Он произнёс это быстро, с какой-то нелепой торопливостью, словно боялся, что слова сбегут, не долетев до цели. И тут же увидел, как надежда в её глазах сменилась чистым, первобытным ужасом. Она отшатнулась, будто он ударил её.
— Зачем? — вырвалось у неё, голос сорвался на шепот. — Зачем я вам там? Я… я буду работать здесь. За мать, за всех… Я всё могу…
— Не для работы, — перебил он, и в его тоне впервые прозвучала неподдельная, грубая растерянность.
Он и сам не мог объяснить «зачем». Потому что тянуло? Потому что с ней тише на душе? Звучало глупо даже в собственных ушах. — Ты… ты там отдохнёшь. И мать твоя поправится. Отец окрепнет. Им будет легче. Выбор за тобой.
Он сказал это, но оба знали — выбора на самом деле не было.
Это была сделка. Её молодость, её свобода, её невинность — в обмен на жизнь и здоровье семьи. Ярмо, одетое не на шею, а на душу, но ярмо позолоченное, с обещанием сытости для других.
Ася смотрела на него, и в её синих глазах, всегда таких ясных, теперь бушевала буря: страх, отвращение, недоумение и та самая, страшная необходимость принять невозможное решение. Она не ответила. Только стояла, превратившись в бледную, дрожащую статую.
— Иди, — скомандовал он вдруг, не выдержав этого взгляда. — Подумай. Но знай… лекарства и еда — только после твоего согласия.
Она развернулась и выбежала, не закрывая за собой дверь.
Прутков остался один, с ощущением, что только что совершил что-то подлое и в то же время неизбежное, как падение камня с горы.
В избе было темно и тихо, пахло болезнью, грязью и отчаянием. Ася, вернувшись, молча села на табурет у постели матери.
Отец, Пётр, сидел на полу, прислонившись к печи, его лицо было серым от боли и бессилия. Ася рассказала им. Тихо, монотонно, словно читая чужой приговор.
Пётр слушал, не перебивая. Когда она закончила, он долго молчал, уставившись в грязный пол. Потом поднял на неё глаза — глаза, в которых горел стыд, ярость и беспомощность.
— Доченька… — голос его сорвался. — Аська… я… я не могу… Мы все сгинем. Мать не встанет без лекарства. Я… я сам скоро. Дети… — он махнул рукой в сторону печки, где копошились малыши. — Выбора у нас нет. Его нет.
Он говорил не как отец, а как загнанный зверь, признающий поражение.

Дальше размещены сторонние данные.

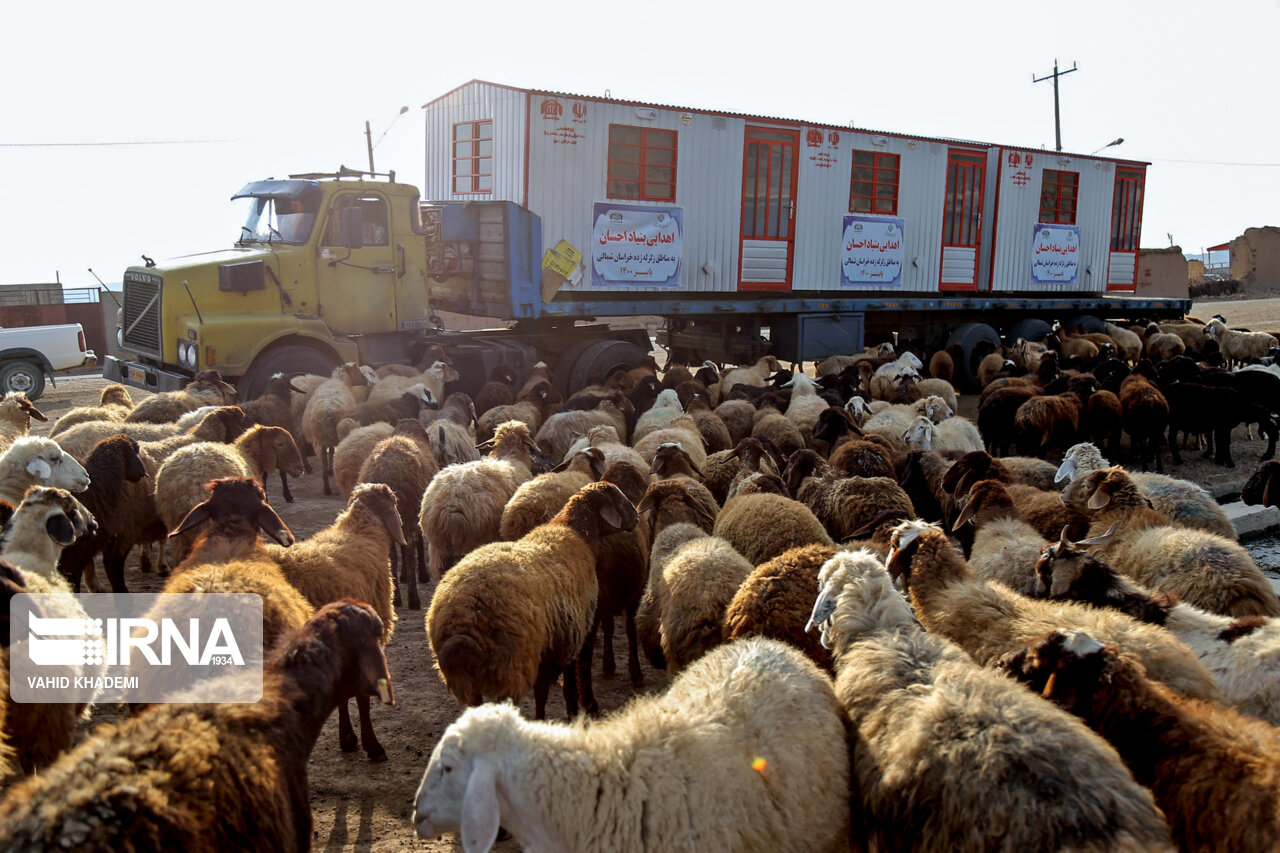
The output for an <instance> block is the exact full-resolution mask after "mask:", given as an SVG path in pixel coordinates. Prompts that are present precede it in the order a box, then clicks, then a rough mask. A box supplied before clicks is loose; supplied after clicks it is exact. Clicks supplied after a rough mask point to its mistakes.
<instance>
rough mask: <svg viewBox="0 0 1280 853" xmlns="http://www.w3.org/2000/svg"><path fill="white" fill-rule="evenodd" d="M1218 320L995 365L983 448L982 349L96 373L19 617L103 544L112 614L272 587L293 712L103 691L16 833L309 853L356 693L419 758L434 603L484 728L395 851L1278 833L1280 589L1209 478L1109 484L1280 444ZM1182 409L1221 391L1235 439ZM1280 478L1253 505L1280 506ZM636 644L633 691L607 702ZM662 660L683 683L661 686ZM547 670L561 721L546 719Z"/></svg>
mask: <svg viewBox="0 0 1280 853" xmlns="http://www.w3.org/2000/svg"><path fill="white" fill-rule="evenodd" d="M1216 323H1217V321H1211V323H1210V324H1208V325H1203V327H1202V325H1199V324H1193V323H1188V324H1185V325H1188V327H1196V329H1197V330H1198V332H1199V337H1194V338H1193V337H1190V336H1189V337H1188V338H1187V341H1193V342H1194V347H1190V346H1188V342H1187V341H1184V339H1183V338H1180V337H1178V334H1176V333H1175V332H1162V330H1161V329H1160V328H1158V327H1157V328H1144V329H1140V330H1139V332H1140V334H1139V333H1137V332H1129V330H1126V329H1119V328H1112V327H1108V328H1107V330H1106V332H1105V333H1094V334H1088V333H1084V332H1083V330H1079V329H1074V330H1064V329H1059V330H1055V333H1053V334H1052V336H1050V337H1048V338H1047V341H1046V342H1044V343H1028V342H1019V343H1018V345H1016V346H1014V347H1010V348H1009V350H1007V351H1002V352H998V353H992V356H989V357H988V359H987V360H984V361H983V364H982V365H980V366H979V375H980V379H982V383H983V388H982V389H980V393H982V397H980V402H979V405H978V416H977V423H974V421H970V420H968V419H965V418H961V416H959V415H957V410H959V407H960V406H959V398H957V392H956V389H955V387H954V386H952V384H951V382H950V375H951V364H950V360H951V353H947V352H946V351H941V352H936V353H932V357H931V359H929V361H928V364H929V366H928V370H925V366H924V362H923V361H922V360H920V359H919V357H918V356H916V355H914V353H910V352H902V353H896V352H895V351H893V348H892V347H891V346H888V345H884V346H881V347H874V348H869V350H868V351H867V352H863V353H858V355H851V356H841V357H835V359H829V360H827V361H824V362H822V364H819V365H818V366H817V370H815V375H809V374H805V373H794V371H791V370H782V369H781V366H780V365H778V362H777V361H776V360H774V359H773V357H764V359H762V360H760V361H759V362H758V364H755V365H751V366H748V368H735V369H730V370H719V369H718V368H717V366H716V365H713V364H709V362H707V364H703V365H690V366H685V365H668V369H667V370H664V371H659V370H658V369H657V365H654V364H645V365H625V366H622V368H620V369H617V370H614V371H611V374H609V375H607V377H598V378H595V379H596V384H593V386H590V387H588V388H585V389H582V391H579V392H577V393H573V394H572V396H570V397H568V398H564V397H563V396H562V394H561V393H559V392H558V389H559V388H561V386H559V384H558V383H557V380H556V377H554V375H553V374H552V371H550V370H549V369H548V368H547V365H541V364H540V365H538V366H535V368H534V369H532V370H531V371H530V373H529V375H526V377H517V375H515V374H513V373H512V371H511V370H508V369H506V368H499V369H495V370H494V373H493V375H492V377H490V380H489V382H488V383H486V384H485V386H484V387H483V388H480V389H479V391H477V393H476V394H475V397H474V398H472V397H470V396H468V394H466V393H461V392H456V391H453V388H452V384H453V383H456V380H457V378H458V377H457V373H456V371H454V370H453V368H452V364H451V360H449V357H448V353H447V352H444V351H443V350H440V348H438V347H434V348H433V350H430V351H429V352H428V356H426V359H425V360H424V361H422V362H421V364H420V365H419V366H416V368H404V366H387V368H381V369H379V370H372V369H370V368H364V366H357V365H344V366H342V368H338V369H337V370H335V371H334V374H333V375H332V377H276V378H274V379H273V380H271V383H270V387H269V389H268V392H266V393H265V394H264V396H262V397H261V398H259V400H255V401H238V400H236V396H234V391H233V389H232V388H230V387H229V386H227V383H224V382H221V379H220V377H218V375H216V374H215V373H212V371H207V373H206V374H201V375H197V378H196V380H193V382H192V383H191V386H188V388H187V389H186V391H183V392H175V393H166V394H156V396H154V397H151V398H148V400H146V401H145V402H141V403H138V405H137V406H134V405H133V403H132V401H131V398H129V394H128V393H127V392H125V391H124V389H123V388H120V387H108V388H106V389H105V391H104V393H102V401H101V405H100V406H96V407H92V409H77V410H72V411H69V412H67V414H65V415H63V416H61V418H60V419H59V420H58V421H56V423H55V424H54V425H52V429H51V430H50V435H49V437H47V438H46V437H33V435H28V432H29V419H31V418H40V419H44V415H41V414H40V412H38V410H36V409H35V407H33V406H32V405H31V403H29V402H28V401H27V400H26V398H24V397H22V396H20V394H19V396H10V397H6V398H5V400H4V401H3V402H0V446H3V447H4V450H3V455H0V501H3V502H0V515H4V516H8V517H6V520H5V526H4V529H3V532H0V589H3V590H4V602H0V603H5V602H8V599H10V598H12V597H13V596H14V594H18V593H20V592H51V593H56V592H64V593H65V592H69V590H70V589H79V588H82V587H83V588H90V589H105V587H104V585H102V584H104V581H102V580H100V579H99V578H97V575H96V571H95V562H96V557H97V555H101V564H102V567H104V574H105V575H106V580H105V583H106V584H109V585H110V589H113V590H115V592H124V590H127V589H128V583H129V579H128V578H127V576H125V569H124V567H125V557H127V556H128V555H129V553H131V551H132V549H133V548H138V549H140V551H141V553H142V567H141V570H142V571H155V573H159V574H160V575H161V576H164V592H174V593H187V594H200V593H214V592H253V593H257V594H259V596H261V598H262V602H264V637H265V647H266V648H268V649H270V651H269V652H268V661H266V676H265V685H264V698H262V701H261V702H257V703H252V704H211V703H198V702H195V699H198V694H197V695H192V697H189V698H191V699H192V703H166V704H152V706H150V707H142V706H136V707H133V708H132V710H131V713H129V715H128V716H125V717H122V722H119V724H115V725H110V726H101V727H99V729H97V730H95V731H92V733H91V734H90V735H88V736H83V738H81V739H79V742H78V743H77V721H78V720H79V719H81V716H83V715H84V713H87V708H86V707H84V706H70V704H22V703H14V702H5V703H3V706H0V715H3V716H0V724H3V726H4V730H5V734H6V739H5V743H4V748H3V751H0V770H6V771H8V772H6V775H8V781H6V783H4V785H5V786H4V790H3V794H4V795H3V799H0V848H3V849H35V848H60V849H116V848H124V847H131V848H138V849H159V848H160V847H164V848H174V847H189V848H192V849H241V848H279V849H308V848H310V845H311V841H312V826H311V808H310V798H308V794H307V765H308V761H310V757H311V751H312V748H314V745H315V743H316V740H317V738H319V736H320V733H321V727H323V725H324V722H325V720H326V719H328V717H329V716H330V715H332V712H333V710H335V708H337V710H338V712H339V745H340V747H342V749H343V751H348V752H349V751H356V749H361V748H362V749H364V752H365V753H366V754H367V757H369V758H370V760H372V761H381V760H387V757H388V756H387V751H385V749H384V748H383V745H381V744H380V743H379V740H378V736H376V734H375V731H374V720H372V717H371V715H370V704H371V701H372V699H374V697H378V698H379V699H381V701H383V702H394V690H393V685H392V672H390V671H389V669H388V666H387V660H385V657H384V652H383V649H385V648H387V646H388V644H389V643H390V642H393V635H394V629H396V620H397V610H396V608H397V606H406V607H407V608H408V610H410V611H424V610H425V612H422V617H424V629H425V633H426V638H428V640H429V644H430V651H431V660H430V661H422V662H421V666H424V667H426V666H434V669H435V672H436V675H438V678H439V679H440V680H442V683H443V685H444V686H445V689H447V690H448V693H449V694H451V695H453V697H454V698H456V699H457V702H458V706H460V707H461V708H462V711H461V715H460V716H458V719H457V721H456V722H453V725H451V726H448V729H447V730H445V731H444V733H443V734H442V736H440V738H439V739H438V740H436V742H435V744H434V751H433V753H431V756H430V760H429V762H428V765H426V768H425V774H424V776H422V780H421V784H420V786H419V790H417V794H416V797H415V800H413V813H412V826H411V827H410V826H406V829H404V831H406V834H408V833H412V831H416V833H417V835H420V836H422V838H435V836H436V835H440V834H447V833H451V834H457V835H458V838H460V839H461V843H462V845H463V848H465V849H467V850H484V849H489V848H490V847H492V845H493V844H494V843H495V841H497V839H498V838H499V835H500V834H503V833H506V834H509V835H511V836H512V838H515V839H516V841H518V843H520V844H521V845H522V847H524V848H525V849H531V850H579V849H581V850H588V849H627V850H630V849H655V850H657V849H662V850H669V849H694V848H701V849H742V850H756V849H759V850H763V849H771V850H772V849H780V850H781V849H786V850H835V849H883V848H888V849H922V850H934V849H964V850H970V849H972V850H986V849H1091V850H1103V849H1133V850H1139V849H1140V850H1149V849H1175V848H1179V849H1202V848H1216V849H1243V850H1253V849H1257V850H1263V849H1276V848H1277V847H1280V783H1277V779H1280V734H1277V733H1276V729H1275V726H1276V725H1280V669H1277V665H1276V663H1275V661H1276V660H1280V621H1277V620H1280V599H1277V598H1276V594H1275V593H1274V592H1272V589H1271V585H1270V583H1268V581H1267V580H1266V578H1265V576H1263V575H1262V573H1261V570H1260V569H1258V566H1257V565H1256V564H1254V562H1253V560H1252V558H1251V557H1249V555H1248V553H1247V552H1245V551H1244V549H1243V548H1240V546H1239V544H1238V543H1236V540H1235V530H1234V528H1233V526H1231V524H1230V521H1229V520H1228V519H1226V516H1225V514H1224V512H1222V510H1221V507H1219V506H1217V503H1216V502H1215V501H1213V500H1212V498H1211V497H1210V496H1208V494H1207V493H1206V492H1204V491H1203V489H1202V488H1199V487H1198V485H1196V484H1193V483H1189V482H1187V480H1179V479H1174V478H1170V476H1165V475H1164V474H1148V473H1137V471H1129V470H1126V469H1125V467H1121V466H1119V465H1112V464H1111V462H1108V460H1107V459H1106V456H1111V457H1112V459H1116V455H1117V453H1119V452H1120V451H1123V450H1125V447H1124V446H1123V444H1121V443H1120V441H1119V437H1120V434H1121V433H1126V434H1128V435H1129V439H1130V441H1129V443H1128V444H1129V448H1128V450H1129V453H1130V457H1129V459H1130V460H1132V461H1134V462H1137V464H1138V465H1142V464H1143V461H1146V460H1151V461H1155V462H1157V465H1158V460H1160V455H1161V446H1162V443H1164V444H1167V446H1169V447H1170V450H1172V448H1174V446H1175V442H1174V437H1172V433H1171V429H1172V427H1174V425H1179V427H1180V428H1185V432H1187V433H1189V434H1194V435H1197V437H1203V438H1206V439H1216V442H1217V450H1216V451H1215V452H1216V453H1222V443H1224V441H1225V442H1226V443H1228V446H1229V443H1230V432H1231V429H1233V428H1234V427H1236V425H1239V424H1242V423H1245V424H1260V427H1261V428H1262V430H1263V432H1265V433H1267V430H1268V429H1270V430H1275V425H1276V419H1277V418H1280V403H1277V406H1276V409H1275V410H1272V409H1271V405H1270V398H1266V397H1265V396H1262V397H1260V394H1258V393H1256V392H1254V389H1256V388H1257V387H1262V386H1245V384H1242V386H1235V384H1233V383H1236V382H1240V380H1239V377H1242V375H1245V374H1251V373H1252V374H1254V375H1256V377H1266V379H1263V380H1262V382H1263V383H1266V382H1268V380H1270V379H1275V382H1276V383H1280V377H1276V375H1275V374H1271V373H1268V371H1267V370H1265V369H1261V370H1258V369H1253V370H1238V371H1230V370H1228V368H1229V366H1233V365H1234V362H1235V361H1258V360H1261V359H1265V357H1267V356H1270V355H1271V353H1270V348H1268V350H1266V351H1263V352H1262V353H1261V355H1257V353H1253V352H1249V353H1243V351H1240V350H1235V348H1233V347H1234V346H1235V343H1234V342H1233V341H1234V339H1233V337H1231V336H1233V334H1243V333H1234V332H1231V330H1230V329H1225V327H1222V328H1219V327H1220V325H1221V324H1217V325H1215V324H1216ZM1121 333H1126V334H1132V336H1133V338H1132V339H1130V338H1129V337H1126V334H1121ZM1166 334H1167V336H1172V337H1174V338H1176V339H1178V341H1179V343H1180V345H1181V347H1180V351H1178V350H1179V347H1178V346H1176V345H1174V343H1172V342H1171V341H1169V339H1166V338H1162V337H1161V336H1166ZM1103 338H1105V339H1103ZM1207 342H1211V343H1207ZM1229 342H1233V343H1229ZM1272 343H1274V341H1272ZM1084 345H1088V346H1084ZM1215 345H1216V346H1217V348H1215ZM1162 346H1164V350H1161V347H1162ZM1091 347H1092V350H1091ZM1188 350H1190V351H1192V352H1193V356H1194V359H1193V357H1189V356H1188V355H1187V351H1188ZM1174 351H1178V352H1176V353H1174ZM1166 352H1167V355H1166V357H1162V359H1158V360H1156V356H1157V355H1161V353H1166ZM1219 365H1221V366H1219ZM1193 371H1194V373H1193ZM924 373H928V374H931V375H928V377H924V375H922V374H924ZM1243 382H1244V383H1248V382H1257V380H1256V379H1245V380H1243ZM1187 388H1198V389H1202V391H1203V394H1216V396H1215V397H1213V398H1215V401H1216V403H1215V409H1213V411H1212V412H1211V415H1210V418H1208V419H1207V420H1206V419H1203V418H1202V419H1201V420H1198V421H1194V423H1193V421H1192V419H1190V418H1189V416H1188V415H1185V414H1184V412H1183V411H1181V410H1180V409H1179V403H1178V402H1175V401H1179V400H1181V398H1183V397H1193V394H1188V393H1185V392H1187ZM1220 391H1226V392H1228V394H1217V393H1216V392H1220ZM1276 400H1277V401H1280V394H1277V397H1276ZM1161 403H1162V406H1164V407H1162V409H1161ZM1199 405H1202V406H1203V405H1204V402H1203V400H1201V403H1199ZM1161 412H1164V420H1162V421H1158V427H1156V425H1153V424H1152V423H1149V420H1151V419H1152V418H1156V419H1157V420H1158V415H1160V414H1161ZM1236 415H1239V419H1238V420H1234V421H1233V423H1230V424H1229V425H1228V427H1225V433H1224V427H1222V423H1224V421H1226V420H1230V419H1231V418H1235V416H1236ZM1166 433H1169V435H1167V438H1166ZM1272 434H1274V433H1272ZM1011 450H1018V451H1019V453H1020V455H1010V451H1011ZM481 451H485V455H484V456H481V455H480V452H481ZM312 459H314V460H315V462H314V464H315V465H316V466H317V467H319V469H320V471H319V474H320V479H321V482H323V484H324V491H325V493H326V494H329V493H333V492H337V493H338V494H339V496H340V497H342V500H343V501H344V508H343V510H342V511H340V512H339V514H338V516H337V517H335V519H334V521H333V523H332V525H329V526H326V528H325V529H323V530H320V532H319V533H316V534H314V535H311V537H308V538H306V539H302V540H298V539H297V538H296V537H294V534H293V533H292V532H291V530H289V528H288V526H287V525H285V523H284V521H283V520H282V519H280V516H279V515H278V514H276V511H275V510H273V507H271V506H270V505H269V503H268V501H266V493H265V491H264V485H265V483H266V480H268V478H270V476H273V474H274V473H279V475H280V482H282V494H283V497H284V500H285V501H292V496H291V492H289V488H288V482H289V478H298V476H306V475H312V476H314V473H312V471H311V469H312ZM1226 460H1230V453H1229V451H1228V452H1226ZM1224 464H1225V462H1224ZM1274 478H1280V464H1276V462H1267V464H1265V465H1263V466H1262V467H1261V469H1260V471H1258V474H1257V475H1256V478H1254V482H1251V485H1249V488H1247V489H1245V498H1247V500H1253V501H1256V502H1265V503H1271V502H1272V493H1274V494H1275V496H1276V497H1277V500H1280V487H1277V488H1276V489H1271V482H1272V479H1274ZM77 498H78V500H77ZM157 544H159V548H157V549H156V552H155V555H154V556H152V553H151V551H152V548H155V547H156V546H157ZM420 584H425V585H424V588H422V589H420ZM45 601H49V602H51V603H50V605H49V606H47V607H49V611H47V612H46V615H55V613H56V615H70V616H74V615H76V612H74V611H76V608H77V607H78V605H77V603H76V602H74V599H72V598H70V597H68V596H52V597H49V598H47V599H45ZM403 613H404V611H403V610H402V611H401V617H403ZM614 620H622V622H623V628H625V630H623V635H625V638H626V646H627V648H626V651H625V654H626V667H627V678H628V681H630V684H631V686H632V689H634V690H635V692H636V697H635V698H634V699H632V701H631V702H630V703H627V704H626V706H625V707H622V708H620V710H605V711H607V712H605V713H603V716H602V708H600V702H598V699H596V697H595V692H594V678H595V675H596V672H603V674H604V675H613V674H614V672H616V671H617V666H618V665H617V657H616V654H614V648H613V640H614ZM399 630H402V631H403V630H416V628H415V626H410V628H406V626H403V625H402V626H401V628H399ZM598 638H599V639H603V643H602V649H600V654H599V658H600V661H599V663H596V661H595V657H596V654H595V647H596V644H598ZM12 639H13V642H14V643H17V642H18V638H12ZM9 640H10V638H6V640H5V646H4V656H3V658H0V661H3V663H4V665H5V671H4V672H0V675H6V671H8V661H9V648H10V646H9ZM620 651H621V649H620ZM645 665H648V666H649V667H653V669H655V670H658V671H660V672H663V674H664V675H666V676H667V678H668V679H669V684H668V685H667V686H666V688H664V689H662V690H659V692H654V690H652V689H650V690H648V692H646V690H644V681H645V671H644V667H645ZM5 680H8V679H5ZM553 688H558V689H559V690H561V692H562V694H563V701H564V708H566V710H567V712H568V715H570V717H571V719H570V721H568V722H567V724H566V722H553V721H547V720H545V717H547V703H548V697H549V694H550V692H552V689H553ZM529 697H532V699H534V713H532V716H534V719H532V720H527V719H525V717H524V716H522V715H521V713H520V711H518V708H517V706H516V704H513V703H518V702H522V701H524V699H526V698H529ZM349 699H356V704H357V712H358V716H360V724H358V731H357V729H356V725H355V724H353V721H352V719H351V716H349V708H348V704H349Z"/></svg>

В его словах не было призыва согласиться. Была лишь горькая - они в западне. И единственный выход — это страшная жертва старшей дочери.
Ася смотрела то на отца, то на мать, которая в полубреду что-то бормотала.
Она чувствовала, как внутри у неё что-то рвётся, ломается, умирает. Но вместе с болью росло и странное, холодное понимание.
Она — старшая. На ней ответственность. Если не она, то кто? Слёзы текли по её лицу беззвучно, но она не всхлипывала. Она плакала о той девочке, которой была ещё вчера и которой больше никогда не будет.
На следующий день Ася вышла на работу как обычно.
Но теперь каждое движение, каждый вздох был окрашен горечью предстоящего выбора.
Она трудилась, не щадя себя, как бы пытаясь физической болью заглушить душевную.
Носила воду, чистила стойла, таскала тяжёлые вязанки сена. Пот стекал с её лба, смешиваясь со слезами, которые она тут же смахивала тыльной стороной ладони. Рубаха прилипла к спине, волосы выбились из-под платка.
Именно в таком виде, усталая, потная, с грязными полосами на лице, она и попала на глаза Луше Назаровне.
Хозяйка вышла на крыльцо, будто поджидая. Её бледное, бесстрастное лицо исказила гримаса брезгливости.
— Фу, какая мерзость! — тонким, пронзительным голосом произнесла она. — На себя-то глянь, на что похожа ! Словно свинья в луже валялась. И в таком виде по барскому двору шляется! Срамища!
Ася замерла, опустив голову.
— Это ты, Паранькина, ещё и заносчивая! — продолжала Луша, её голос набирал силу, отточенную годами тихой ненависти.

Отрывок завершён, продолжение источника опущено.